Il y eut une période où Disney ne rimait qu’avec inventivité. Un jour où le studio aux grandes oreilles sortit presque simultanément deux de ses plus grandes œuvres injustement oubliées : L’Atlantide l’Empire Perdu et sa petite sœur, La Planète au Trésor. L’histoire d’un naufrage titanesque, qui marquera la fin d’une ère d’expérimentation chez Disney.
Il était une fois, Robert Louis Stevenson au pays des étoiles
Ça commence toujours de la même façon… Le premier chapitre de la Planète au Trésor se dessine bien avant sa sortie, en 1985. À cette époque, les studios Disney semblent bien loin de la période de trouble qu’ils connaitront dans les années 2000. Les années 80 auréolent la firme de gloire avec des œuvres majeures telles que La Petite Sirène ou Aladdin, fruit de la collaboration étroite entre deux réalisateurs chevronnés : John Musker et Ron Clements.
Ces deux réalisateurs, en plein Age de la Renaissance, voient grand pour l’avenir de Disney. Tous deux rêvent d’un nouveau projet : une adaptation science-fiction en dessin animé du célébrissime roman d’aventures de Robert Louis Stevenson : L’île au Trésor. Un projet bien trop lunatique et décalé au goût du PDG de l’époque, Micheal Eisner. Mais le duo tient à son propos, jusqu’à le représenter trois fois de suite au pragmatique PDG. Une tactique qui finit par payer. Musker et Clements pourront réaliser leur étrange idée de « L’île au Trésor dans l’espace » à une seule condition : achever la comédie musicale animée Hercules.
Hercules sort en 1997, son succès est plus que mitigé, mais qu’à cela ne tienne ! La Planète au Trésor verra le jour ! Elle racontera l’histoire du jeune et rebelle Jim Hawkins, un habitant de la planète Mandragore qui un jour croise la route du mourant Billy Bones. Celui-ci lui remet alors une carte, celle de la mythique « Planète au Trésor ». Pour Jim Hawkins, c’est le signe de sa destinée glorieuse ! L’heure est venue pour lui d’embarquer sur le RLS Héritage de la capitaine Amélia en compagnie de son ami de toujours, le Dr. Delbert Doppler. « Le Butin de mille univers » est à portée de main. À voir si le nouvel ami de Jim, Long John Silver, rencontré sur le navire, l’aidera à le trouver ou à lui dérober.
La Planète au Trésor : histoire d’un naufrage
Nous sommes en 2002, à peine un an après l’échec d’Atlantide l’Empire Perdu, mais seulement quelques mois suivant le raz-de-marée Lilo et Stitch. Il y a donc une chance sur deux de voir La Planète au Trésor prendre son envol ou s’écraser au sol. La deuxième option sera malheureusement son destin…

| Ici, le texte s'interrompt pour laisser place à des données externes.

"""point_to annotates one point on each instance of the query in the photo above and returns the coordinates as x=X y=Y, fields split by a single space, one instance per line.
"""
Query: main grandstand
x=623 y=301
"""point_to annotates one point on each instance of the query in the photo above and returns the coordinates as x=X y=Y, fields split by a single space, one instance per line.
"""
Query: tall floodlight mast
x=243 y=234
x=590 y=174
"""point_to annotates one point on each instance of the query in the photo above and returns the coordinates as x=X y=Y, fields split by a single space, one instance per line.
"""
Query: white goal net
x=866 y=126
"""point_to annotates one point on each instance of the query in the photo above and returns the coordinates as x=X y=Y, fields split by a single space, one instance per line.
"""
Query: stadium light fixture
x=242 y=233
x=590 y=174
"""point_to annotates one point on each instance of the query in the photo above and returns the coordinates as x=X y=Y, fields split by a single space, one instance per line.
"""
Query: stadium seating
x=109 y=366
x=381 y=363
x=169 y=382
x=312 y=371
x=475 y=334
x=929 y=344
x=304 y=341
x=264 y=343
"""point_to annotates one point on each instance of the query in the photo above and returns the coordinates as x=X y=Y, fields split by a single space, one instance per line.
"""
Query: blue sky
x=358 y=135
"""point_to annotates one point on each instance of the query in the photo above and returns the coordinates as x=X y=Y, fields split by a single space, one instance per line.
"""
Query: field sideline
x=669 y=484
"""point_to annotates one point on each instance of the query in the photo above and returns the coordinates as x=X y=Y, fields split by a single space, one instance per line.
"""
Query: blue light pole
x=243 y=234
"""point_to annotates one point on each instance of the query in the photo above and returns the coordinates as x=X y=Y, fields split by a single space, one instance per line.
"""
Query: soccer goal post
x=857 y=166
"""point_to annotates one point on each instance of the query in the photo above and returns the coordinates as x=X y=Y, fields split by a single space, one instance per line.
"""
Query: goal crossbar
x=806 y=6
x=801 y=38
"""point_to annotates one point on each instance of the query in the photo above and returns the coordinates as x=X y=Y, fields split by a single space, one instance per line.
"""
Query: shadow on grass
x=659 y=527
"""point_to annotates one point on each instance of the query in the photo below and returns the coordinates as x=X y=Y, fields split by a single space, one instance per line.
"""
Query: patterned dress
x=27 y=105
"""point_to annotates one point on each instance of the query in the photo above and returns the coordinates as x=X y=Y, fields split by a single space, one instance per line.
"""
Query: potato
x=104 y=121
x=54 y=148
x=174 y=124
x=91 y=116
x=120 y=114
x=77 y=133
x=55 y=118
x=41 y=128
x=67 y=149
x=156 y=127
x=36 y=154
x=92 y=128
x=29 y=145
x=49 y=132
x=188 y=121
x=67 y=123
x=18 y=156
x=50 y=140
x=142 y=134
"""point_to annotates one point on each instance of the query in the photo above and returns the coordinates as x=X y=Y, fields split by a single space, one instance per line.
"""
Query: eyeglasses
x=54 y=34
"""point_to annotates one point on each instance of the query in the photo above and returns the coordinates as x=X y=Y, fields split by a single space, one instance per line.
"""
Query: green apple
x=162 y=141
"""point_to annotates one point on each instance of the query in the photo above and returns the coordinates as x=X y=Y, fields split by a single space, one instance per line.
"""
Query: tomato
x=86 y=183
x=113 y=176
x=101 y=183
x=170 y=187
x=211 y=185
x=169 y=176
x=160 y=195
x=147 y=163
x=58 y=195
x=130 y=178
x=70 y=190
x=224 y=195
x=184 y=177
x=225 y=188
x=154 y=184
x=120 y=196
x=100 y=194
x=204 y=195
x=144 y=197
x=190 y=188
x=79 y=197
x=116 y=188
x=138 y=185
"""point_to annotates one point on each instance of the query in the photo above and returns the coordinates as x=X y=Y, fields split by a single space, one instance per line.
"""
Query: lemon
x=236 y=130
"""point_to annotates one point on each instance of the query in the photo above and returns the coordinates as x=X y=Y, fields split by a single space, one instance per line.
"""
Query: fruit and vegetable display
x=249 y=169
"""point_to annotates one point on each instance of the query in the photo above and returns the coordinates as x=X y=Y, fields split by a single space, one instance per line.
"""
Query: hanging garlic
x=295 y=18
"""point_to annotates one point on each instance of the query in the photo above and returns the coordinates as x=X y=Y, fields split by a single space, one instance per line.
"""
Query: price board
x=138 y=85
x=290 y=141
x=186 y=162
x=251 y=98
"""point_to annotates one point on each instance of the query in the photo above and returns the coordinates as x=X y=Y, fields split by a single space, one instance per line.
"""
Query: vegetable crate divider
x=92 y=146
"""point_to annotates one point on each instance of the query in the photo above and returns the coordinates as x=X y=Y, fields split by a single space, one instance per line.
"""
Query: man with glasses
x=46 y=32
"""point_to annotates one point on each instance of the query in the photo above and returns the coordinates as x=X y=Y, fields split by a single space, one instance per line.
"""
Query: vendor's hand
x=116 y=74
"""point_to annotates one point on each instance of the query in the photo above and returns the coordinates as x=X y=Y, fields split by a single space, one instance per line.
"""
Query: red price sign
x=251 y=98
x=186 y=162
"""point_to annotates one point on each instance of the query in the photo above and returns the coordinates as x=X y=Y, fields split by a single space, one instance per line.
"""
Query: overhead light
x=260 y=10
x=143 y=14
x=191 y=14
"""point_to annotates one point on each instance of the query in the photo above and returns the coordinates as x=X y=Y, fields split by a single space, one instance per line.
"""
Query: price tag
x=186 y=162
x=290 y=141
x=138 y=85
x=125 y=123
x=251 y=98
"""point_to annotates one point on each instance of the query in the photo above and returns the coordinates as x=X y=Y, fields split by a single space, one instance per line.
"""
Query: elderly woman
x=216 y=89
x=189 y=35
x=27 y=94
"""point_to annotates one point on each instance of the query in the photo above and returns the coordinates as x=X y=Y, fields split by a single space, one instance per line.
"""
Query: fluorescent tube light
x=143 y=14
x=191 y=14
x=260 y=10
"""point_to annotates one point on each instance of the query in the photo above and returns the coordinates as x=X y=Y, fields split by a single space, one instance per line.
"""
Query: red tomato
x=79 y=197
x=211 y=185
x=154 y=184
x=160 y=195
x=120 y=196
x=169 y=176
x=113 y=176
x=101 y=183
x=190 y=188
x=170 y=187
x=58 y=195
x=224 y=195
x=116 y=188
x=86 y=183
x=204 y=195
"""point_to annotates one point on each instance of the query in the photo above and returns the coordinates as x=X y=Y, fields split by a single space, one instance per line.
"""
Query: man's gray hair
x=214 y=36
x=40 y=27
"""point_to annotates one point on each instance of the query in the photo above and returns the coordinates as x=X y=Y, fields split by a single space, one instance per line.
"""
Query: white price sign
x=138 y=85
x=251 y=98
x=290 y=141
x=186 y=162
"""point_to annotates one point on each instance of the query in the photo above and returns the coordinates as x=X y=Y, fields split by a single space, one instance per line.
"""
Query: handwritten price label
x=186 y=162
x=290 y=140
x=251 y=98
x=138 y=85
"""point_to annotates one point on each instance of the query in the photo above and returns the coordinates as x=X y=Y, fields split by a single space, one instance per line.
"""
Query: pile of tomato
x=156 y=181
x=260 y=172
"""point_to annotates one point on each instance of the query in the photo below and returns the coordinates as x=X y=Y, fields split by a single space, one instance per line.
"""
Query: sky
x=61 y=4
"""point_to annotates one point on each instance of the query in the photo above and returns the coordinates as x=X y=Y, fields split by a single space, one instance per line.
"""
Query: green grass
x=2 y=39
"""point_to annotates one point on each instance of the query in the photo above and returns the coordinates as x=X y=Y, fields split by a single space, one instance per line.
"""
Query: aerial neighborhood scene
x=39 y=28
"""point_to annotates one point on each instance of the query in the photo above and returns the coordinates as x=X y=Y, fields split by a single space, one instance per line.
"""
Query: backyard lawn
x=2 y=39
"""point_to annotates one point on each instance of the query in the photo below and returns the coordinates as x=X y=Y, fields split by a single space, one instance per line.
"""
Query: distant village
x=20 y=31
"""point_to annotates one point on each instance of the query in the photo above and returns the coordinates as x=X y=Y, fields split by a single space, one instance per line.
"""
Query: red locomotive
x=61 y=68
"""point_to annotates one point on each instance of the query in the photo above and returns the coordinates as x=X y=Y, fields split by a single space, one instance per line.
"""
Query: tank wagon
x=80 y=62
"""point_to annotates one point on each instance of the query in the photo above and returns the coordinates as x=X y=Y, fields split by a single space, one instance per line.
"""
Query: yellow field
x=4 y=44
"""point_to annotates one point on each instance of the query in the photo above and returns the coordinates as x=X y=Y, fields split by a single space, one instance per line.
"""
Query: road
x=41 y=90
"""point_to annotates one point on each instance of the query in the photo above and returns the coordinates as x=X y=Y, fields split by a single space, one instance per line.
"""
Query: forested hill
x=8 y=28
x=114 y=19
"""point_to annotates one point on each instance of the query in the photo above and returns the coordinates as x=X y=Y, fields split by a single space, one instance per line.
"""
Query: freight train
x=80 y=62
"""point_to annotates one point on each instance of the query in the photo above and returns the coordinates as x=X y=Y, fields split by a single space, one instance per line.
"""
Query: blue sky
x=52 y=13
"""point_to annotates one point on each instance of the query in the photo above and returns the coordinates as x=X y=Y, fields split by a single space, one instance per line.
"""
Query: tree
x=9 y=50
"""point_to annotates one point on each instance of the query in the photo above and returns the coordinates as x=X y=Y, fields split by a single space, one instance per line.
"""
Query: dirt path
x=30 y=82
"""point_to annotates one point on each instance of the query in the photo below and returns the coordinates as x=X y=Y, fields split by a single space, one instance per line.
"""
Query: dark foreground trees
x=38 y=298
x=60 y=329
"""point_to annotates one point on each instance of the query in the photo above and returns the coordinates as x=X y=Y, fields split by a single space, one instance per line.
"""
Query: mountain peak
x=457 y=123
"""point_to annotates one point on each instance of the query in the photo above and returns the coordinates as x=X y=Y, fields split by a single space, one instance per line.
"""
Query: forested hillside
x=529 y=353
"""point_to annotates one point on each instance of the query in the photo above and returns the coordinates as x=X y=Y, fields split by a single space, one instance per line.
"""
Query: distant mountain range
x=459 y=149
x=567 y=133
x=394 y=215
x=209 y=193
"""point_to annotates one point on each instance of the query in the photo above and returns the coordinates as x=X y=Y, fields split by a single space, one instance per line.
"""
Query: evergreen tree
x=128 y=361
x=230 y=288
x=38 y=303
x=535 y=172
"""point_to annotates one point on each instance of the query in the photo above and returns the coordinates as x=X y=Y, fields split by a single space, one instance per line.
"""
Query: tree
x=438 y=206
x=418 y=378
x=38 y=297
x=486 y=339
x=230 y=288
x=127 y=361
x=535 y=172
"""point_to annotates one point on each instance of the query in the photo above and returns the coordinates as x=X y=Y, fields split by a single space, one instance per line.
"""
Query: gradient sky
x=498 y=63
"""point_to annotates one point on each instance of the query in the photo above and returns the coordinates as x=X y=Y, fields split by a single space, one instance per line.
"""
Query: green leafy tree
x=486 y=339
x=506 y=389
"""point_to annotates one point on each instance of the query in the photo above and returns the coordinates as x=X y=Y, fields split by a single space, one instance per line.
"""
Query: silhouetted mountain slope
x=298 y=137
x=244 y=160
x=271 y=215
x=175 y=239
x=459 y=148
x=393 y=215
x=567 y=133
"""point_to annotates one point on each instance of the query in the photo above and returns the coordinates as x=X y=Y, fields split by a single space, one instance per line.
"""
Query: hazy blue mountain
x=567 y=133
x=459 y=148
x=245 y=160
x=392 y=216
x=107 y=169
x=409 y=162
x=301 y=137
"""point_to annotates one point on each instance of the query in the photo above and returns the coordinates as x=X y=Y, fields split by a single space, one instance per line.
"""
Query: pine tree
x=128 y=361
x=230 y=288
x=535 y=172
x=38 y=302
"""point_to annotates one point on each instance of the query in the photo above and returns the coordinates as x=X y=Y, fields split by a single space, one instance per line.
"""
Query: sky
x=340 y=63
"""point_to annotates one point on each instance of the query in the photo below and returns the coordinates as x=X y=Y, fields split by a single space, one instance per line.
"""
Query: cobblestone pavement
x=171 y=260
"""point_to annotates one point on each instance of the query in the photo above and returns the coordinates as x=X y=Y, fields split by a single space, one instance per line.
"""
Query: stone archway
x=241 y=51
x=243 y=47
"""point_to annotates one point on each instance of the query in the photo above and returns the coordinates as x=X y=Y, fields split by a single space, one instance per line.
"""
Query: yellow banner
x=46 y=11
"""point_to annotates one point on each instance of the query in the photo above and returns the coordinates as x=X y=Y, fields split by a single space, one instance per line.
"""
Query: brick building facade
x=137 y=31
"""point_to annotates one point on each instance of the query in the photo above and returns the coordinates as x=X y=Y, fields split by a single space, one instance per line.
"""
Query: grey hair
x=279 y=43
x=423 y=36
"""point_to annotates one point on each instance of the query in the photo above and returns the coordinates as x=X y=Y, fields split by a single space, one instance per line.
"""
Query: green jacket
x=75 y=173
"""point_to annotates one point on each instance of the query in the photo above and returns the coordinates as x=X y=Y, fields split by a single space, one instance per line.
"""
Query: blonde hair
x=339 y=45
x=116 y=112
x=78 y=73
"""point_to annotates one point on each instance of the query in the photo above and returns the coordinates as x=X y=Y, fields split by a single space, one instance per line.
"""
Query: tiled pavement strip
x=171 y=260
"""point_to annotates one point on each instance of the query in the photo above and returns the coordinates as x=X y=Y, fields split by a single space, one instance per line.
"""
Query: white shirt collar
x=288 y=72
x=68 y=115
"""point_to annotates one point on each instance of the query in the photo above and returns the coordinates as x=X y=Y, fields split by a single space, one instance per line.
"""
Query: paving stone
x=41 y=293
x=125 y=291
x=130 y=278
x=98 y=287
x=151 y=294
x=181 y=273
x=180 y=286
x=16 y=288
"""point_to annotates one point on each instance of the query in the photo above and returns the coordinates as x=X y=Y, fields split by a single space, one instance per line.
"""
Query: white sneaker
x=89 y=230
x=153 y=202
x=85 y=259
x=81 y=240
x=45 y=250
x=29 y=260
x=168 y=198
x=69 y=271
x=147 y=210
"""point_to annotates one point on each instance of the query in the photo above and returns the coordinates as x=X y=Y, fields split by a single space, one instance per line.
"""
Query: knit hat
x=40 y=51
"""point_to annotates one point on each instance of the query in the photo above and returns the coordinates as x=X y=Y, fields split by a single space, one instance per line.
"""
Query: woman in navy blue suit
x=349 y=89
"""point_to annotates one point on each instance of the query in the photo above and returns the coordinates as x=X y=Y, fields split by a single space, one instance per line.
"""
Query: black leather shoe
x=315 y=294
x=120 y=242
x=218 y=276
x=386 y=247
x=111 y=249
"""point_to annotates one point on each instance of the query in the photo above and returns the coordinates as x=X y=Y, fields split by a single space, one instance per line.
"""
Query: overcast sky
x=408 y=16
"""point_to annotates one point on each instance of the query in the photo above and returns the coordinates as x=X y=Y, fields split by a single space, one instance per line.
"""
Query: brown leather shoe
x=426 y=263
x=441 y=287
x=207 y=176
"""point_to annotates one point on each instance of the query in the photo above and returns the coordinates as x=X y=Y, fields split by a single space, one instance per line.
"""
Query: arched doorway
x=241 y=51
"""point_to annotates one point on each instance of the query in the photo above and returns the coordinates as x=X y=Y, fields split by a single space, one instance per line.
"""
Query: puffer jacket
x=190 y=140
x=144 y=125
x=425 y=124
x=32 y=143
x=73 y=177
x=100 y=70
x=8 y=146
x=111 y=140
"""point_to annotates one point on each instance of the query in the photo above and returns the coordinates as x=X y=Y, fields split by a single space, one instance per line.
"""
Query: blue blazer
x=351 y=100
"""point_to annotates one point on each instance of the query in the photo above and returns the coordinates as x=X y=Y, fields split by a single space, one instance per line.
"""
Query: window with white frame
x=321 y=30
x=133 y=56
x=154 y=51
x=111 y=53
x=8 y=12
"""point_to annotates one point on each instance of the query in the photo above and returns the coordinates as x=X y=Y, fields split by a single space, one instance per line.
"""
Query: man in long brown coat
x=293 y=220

La sortie de La Planète au Trésor est probablement l’un des pires naufrages des studios Mickey. Le film ne rapporte que 110 millions de dollars de recettes sur un budget de 140 millions. Un four monumental et cela malgré des critiques plus qu’enthousiastes et une nomination de l’œuvre pour l’Oscar du meilleur film d’animation.
Qu’est-ce qui explique le bide stratosphérique d’un film qui à ce jour, fait partie des films Disney les mieux notés sur Rotten Tomatoes avec plus de 70 % d’avis positifs ? Plusieurs facteurs. Certains accuseraient, comme pour Taram et le Chaudron Magique, un positionnement flou du film sur son public cible. Un film trop sombre pour un spectateur enfantin métaphorisé par l’âge « avancé » (15 ans au lieu de 12 à l’origine) de Jim ou la traumatisante scène du mort de Mr. Arrow, et trop juvénile pour un public mature. Un film qui tranche avec l’univers sucré du club Mickey.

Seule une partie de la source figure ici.